Getting chased around by dinosaurs in VR can be an unnerving experience. We saw this with Ark: Survival Evolved and its subsequent expansions, which immersed users in a do-or-die, kill-or-be killed fight for your life on an island full of dinosaurs that can tear you to shreds. However, Ark: Survival was not designed explicitly as a VR experience, and the extremely high details of the environment and dinosaurs created performance issues for would-be survivors using HMDs (and sometimes, even standard 2D gamers).
Last November, Snail Games licensed the IP for Ark: Survival Evolved to a company called Wildcard, which took all of the highly-detailed dinos from the suspenseful game and put them into a less-threatening package designed from the ground up specifically for VR. Ark Park lets you see all of the dinosaurs in their natural habitat, without the fear of getting eaten. You can even feed them.
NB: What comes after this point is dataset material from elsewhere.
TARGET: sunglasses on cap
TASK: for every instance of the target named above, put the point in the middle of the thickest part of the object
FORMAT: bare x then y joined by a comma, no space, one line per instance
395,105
At GDC, we had the opportunity to take a stroll through Ark Park, and we were impressed by the sheer detail of the dinosaurs and environment in the game. The downside to these stunning visuals was that the GTX 1080 running the game had its needle in the red the entire time, and we definitely weren’t hitting the standard 90fps most VR games are designed to deliver. The frame rate was mostly landing between 45-60fps (as best as we can tell from our personal VR gaming experience); the performance was a major downside to the otherwise-enjoyable demo.
We were shocked to learn that the minimum hardware requirements for Ark Park is an Intel Core i7-4790K processor and a GTX 1080 GPU, which up until last week, was Nvidia’s top-tier flagship graphics card. Furthermore, the recommended CPU is the eight-core Core i7-5960X, so it’s no wonder we experienced performance issues with such a steep hardware requirement.
Clearly, Snail Games and Wildcard are banking on graphics technology improving sooner rather than later (and a GTX 1080 Ti would likely net better performance), with Ark Park slated for a 2017 release on Oculus Rift and HTC Vive. However, we are somewhat skeptical of how well a game requiring so much CPU and GPU horsepower will perform on the PSVR, which will also receive Ark Park sometime this year.
Although we’re elated to see more graphically demanding VR experiences, we wonder if Ark Park is pushing too much too fast. However, with AMD Vega on the way, and the GTX 1080 Ti offering a considerable performance boost over its predecessor, perhaps Ark Park will find a home in the game libraries of top-tier hardware enthusiasts. However, PSVR compatibility is somewhat of a wildcard, and the representatives we spoke with didn’t volunteer specific console launch details.